BENGALURU (Reuters) – India’s National Stock Exchange (NSE) said on Wednesday that its volume of futures contracts doubled in the first quarter, while options grew 33%, amid a surge in derivatives trading in the country.
Average daily traded volumes for equity futures doubled to 2.09 trillion rupees ($24.90 billion) for the quarter ended June 30, while that for the equity options grew 33% to 719.57 billion rupees.
The rise in volumes comes amid a surge in derivates trading in the country, especially among retail investors, sparking concerns about broader financial stability risks and depletion of household savings.

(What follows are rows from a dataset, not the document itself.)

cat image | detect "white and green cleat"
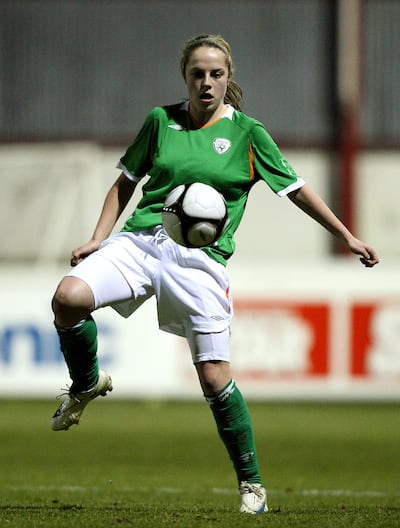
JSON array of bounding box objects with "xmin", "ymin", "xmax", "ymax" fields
[
  {"xmin": 239, "ymin": 481, "xmax": 268, "ymax": 514},
  {"xmin": 51, "ymin": 369, "xmax": 113, "ymax": 431}
]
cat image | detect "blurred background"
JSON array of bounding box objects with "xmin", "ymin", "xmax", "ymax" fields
[{"xmin": 1, "ymin": 0, "xmax": 399, "ymax": 400}]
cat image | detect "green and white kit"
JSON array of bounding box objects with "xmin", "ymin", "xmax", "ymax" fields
[{"xmin": 59, "ymin": 101, "xmax": 305, "ymax": 501}]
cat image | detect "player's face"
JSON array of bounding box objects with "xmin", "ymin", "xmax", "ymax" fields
[{"xmin": 184, "ymin": 46, "xmax": 229, "ymax": 124}]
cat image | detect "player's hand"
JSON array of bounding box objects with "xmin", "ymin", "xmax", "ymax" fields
[
  {"xmin": 347, "ymin": 237, "xmax": 379, "ymax": 268},
  {"xmin": 70, "ymin": 239, "xmax": 101, "ymax": 266}
]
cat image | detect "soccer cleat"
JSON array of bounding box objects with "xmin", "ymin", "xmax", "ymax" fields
[
  {"xmin": 51, "ymin": 370, "xmax": 113, "ymax": 431},
  {"xmin": 239, "ymin": 481, "xmax": 268, "ymax": 514}
]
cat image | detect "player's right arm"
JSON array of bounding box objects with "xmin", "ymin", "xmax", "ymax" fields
[{"xmin": 70, "ymin": 173, "xmax": 137, "ymax": 266}]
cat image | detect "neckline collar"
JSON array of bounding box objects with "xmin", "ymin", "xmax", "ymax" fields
[{"xmin": 180, "ymin": 101, "xmax": 234, "ymax": 126}]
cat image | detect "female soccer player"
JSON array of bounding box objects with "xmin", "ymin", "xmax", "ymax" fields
[{"xmin": 50, "ymin": 34, "xmax": 379, "ymax": 514}]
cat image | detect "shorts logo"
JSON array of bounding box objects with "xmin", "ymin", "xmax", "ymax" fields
[
  {"xmin": 213, "ymin": 138, "xmax": 231, "ymax": 154},
  {"xmin": 211, "ymin": 315, "xmax": 226, "ymax": 321}
]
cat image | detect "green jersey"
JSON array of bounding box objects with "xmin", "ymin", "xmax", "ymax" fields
[{"xmin": 118, "ymin": 102, "xmax": 304, "ymax": 265}]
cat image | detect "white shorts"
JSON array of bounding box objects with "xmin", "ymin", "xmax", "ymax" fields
[{"xmin": 67, "ymin": 227, "xmax": 233, "ymax": 362}]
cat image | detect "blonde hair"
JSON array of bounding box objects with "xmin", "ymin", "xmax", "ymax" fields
[{"xmin": 180, "ymin": 34, "xmax": 243, "ymax": 111}]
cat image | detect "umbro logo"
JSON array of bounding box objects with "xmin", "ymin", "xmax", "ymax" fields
[
  {"xmin": 211, "ymin": 315, "xmax": 226, "ymax": 321},
  {"xmin": 213, "ymin": 138, "xmax": 231, "ymax": 154}
]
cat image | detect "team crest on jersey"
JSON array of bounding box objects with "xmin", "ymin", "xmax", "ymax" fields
[{"xmin": 213, "ymin": 138, "xmax": 231, "ymax": 154}]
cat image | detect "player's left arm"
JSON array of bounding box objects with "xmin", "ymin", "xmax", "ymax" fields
[{"xmin": 288, "ymin": 183, "xmax": 379, "ymax": 268}]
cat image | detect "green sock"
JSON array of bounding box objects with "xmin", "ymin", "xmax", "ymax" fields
[
  {"xmin": 206, "ymin": 379, "xmax": 262, "ymax": 485},
  {"xmin": 56, "ymin": 315, "xmax": 99, "ymax": 393}
]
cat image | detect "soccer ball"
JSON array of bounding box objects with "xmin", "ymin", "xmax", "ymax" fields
[{"xmin": 162, "ymin": 183, "xmax": 228, "ymax": 248}]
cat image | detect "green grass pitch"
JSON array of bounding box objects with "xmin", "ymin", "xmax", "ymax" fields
[{"xmin": 0, "ymin": 399, "xmax": 399, "ymax": 527}]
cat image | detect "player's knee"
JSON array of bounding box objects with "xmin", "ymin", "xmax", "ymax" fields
[
  {"xmin": 196, "ymin": 360, "xmax": 231, "ymax": 397},
  {"xmin": 51, "ymin": 277, "xmax": 94, "ymax": 317}
]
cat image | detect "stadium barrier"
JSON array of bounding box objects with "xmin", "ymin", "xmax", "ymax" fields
[{"xmin": 2, "ymin": 143, "xmax": 399, "ymax": 265}]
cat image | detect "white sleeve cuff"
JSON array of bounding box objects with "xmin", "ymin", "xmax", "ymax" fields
[
  {"xmin": 277, "ymin": 177, "xmax": 305, "ymax": 197},
  {"xmin": 116, "ymin": 160, "xmax": 142, "ymax": 183}
]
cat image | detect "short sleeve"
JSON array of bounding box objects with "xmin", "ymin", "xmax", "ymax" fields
[
  {"xmin": 250, "ymin": 121, "xmax": 305, "ymax": 196},
  {"xmin": 117, "ymin": 108, "xmax": 161, "ymax": 181}
]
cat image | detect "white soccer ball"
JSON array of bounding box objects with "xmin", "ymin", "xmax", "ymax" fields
[{"xmin": 162, "ymin": 183, "xmax": 228, "ymax": 248}]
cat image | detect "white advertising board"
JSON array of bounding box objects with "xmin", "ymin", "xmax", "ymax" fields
[{"xmin": 1, "ymin": 263, "xmax": 399, "ymax": 400}]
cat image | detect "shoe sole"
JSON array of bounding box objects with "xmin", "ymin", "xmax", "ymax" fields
[{"xmin": 239, "ymin": 503, "xmax": 268, "ymax": 514}]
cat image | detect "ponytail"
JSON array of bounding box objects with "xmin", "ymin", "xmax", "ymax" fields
[{"xmin": 225, "ymin": 79, "xmax": 242, "ymax": 111}]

Last month, the country’s markets regulator proposed a series of measures to curb a trading frenzy in options, including raising the minimum trading amount by over three times, reducing the number of contracts expiring each week and hiking trading margins.
The NSE paid a securities transaction tax (STT) of 120.54 billion rupees during the quarter. STT is a direct tax charged on every sale and purchase of securities that are listed on Indian stock exchanges.
The NSE’s consolidated operating revenue for the quarter grew 51% year-on-year, while its profit rose 39%.
India’s equity market hit multiple record highs in the April to June quarter on strong economic outlook and foreign fund inflows, boosting its stock exchanges.